Discussion in 'New teachers' started by minnieminx, Apr 6, 2011.

  1. minnieminx

    minnieminx New commenter

    If the parents of the good and hardworking kids think you are doing a great job, then sod the rest.

    Possibly there were no problems the parent knew about before you came, because the last teacher let them run riot?

    Concentrate on all the positive parents.
  2. Parents can smell NQTs, and as a new teacher they want to see how much they can get away with with you. They will try to push you to almost take control of you.

    I had a parent come in on my first day and try to lay out his expectations for how I would teach his son. I said thank you very much, here are my expectations as to how this relationship will continue, and made sure that he only saw me with a member of SLT present for the first term. Since then I have developed a better relationship with this parent (although he called me a liar to my face when his son received a sanction for hitting another child).

    You just have to accept the fact that the parents are trying to push their luck because you are a new teacher. It's nothing personal, and it will eventually stop.

    Chin up.
  3. Dealing with parents is an issue for NQTs. My advice always is to concentrate on the probelm rather than the people - but of courses many parents prefer to make it about the person.
    Most parents don't like top think that their child can be a nightmare ion school and so they ofetn say, 'well he/she is an angel at home' - the fact is you don't know they may well be an angel at home if home is so repressive and punishing that they dare not step out of line for fear of a slap. So they come to school and then they ahve a freedon they don't have at home and they are little devils.
    Conversely at home they may also be a nightmare but the parent does not want to appear as if they cannot cope with their own child and so pretend that nothing is wrong.
    Ultimately you will never win the battle of the parent/angel child syndrome.
    So concentrate on the problem - e.g. the temper tantrums and the behaviour (documented) and ask the parent what their respoinse to such behaviour is andd how they would like you to deal with it.
    Often the parent cannot give advice as they know that teachers cannot jkust shout, sent to a bedroom or give a slap.
    Point out that you have set rules - that applyb to all pupils and that all pupils are treated fairly and equally. Say that you have expectations over behaviour and that with new teachers it is common for children to test the boundaroies until they get used to the new teacher's ways.
    Ask for their support as, ultimately what you want for them is what they want for them which is the best possible educational experiences.
  4. minnieminx

    minnieminx New commenter

    Forget the parents. You win some, you lose some.

    Look on the bright side:
    1 You have the support of your HT, some people work in schools with just this situation and a naff HT.
    2 You have a TA for the child to shout at sometimes.
    3 You won't have to teach this child next year.
    4 The parents refuse to come in. Much better than coming in daily and yelling at you.
    5 Other staff know what the situation is and are on your side.

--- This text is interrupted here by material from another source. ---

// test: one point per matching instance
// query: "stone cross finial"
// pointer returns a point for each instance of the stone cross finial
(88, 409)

    Send the child to the HT every single time he expresses a want to go. Do not get into an argument, just send them off with a note that expresses the child's request. Your HT sounds the sort who will soon put the child right on what will happen.
  5. Hello,
    I felt exactly the same as you when I was an NQT last year. I had a few parents who reduced me to tears. However, this year, I have developed a much thicker skin when dealing with parents. Like you, I have the support of my HT who is absolutely brilliant with difficult parents. This helps enormously. There will all be parents who aren't pleased - I had one this year who amongst other ridiculous complaints, said art lessons were a "waste of time because nobody learns anything in subjects like art." I just brushed it off!
    If you know you are doing a good job (which it sounds like you are!), you just have to try your best to remember the parents who are lovely and value what you are doing.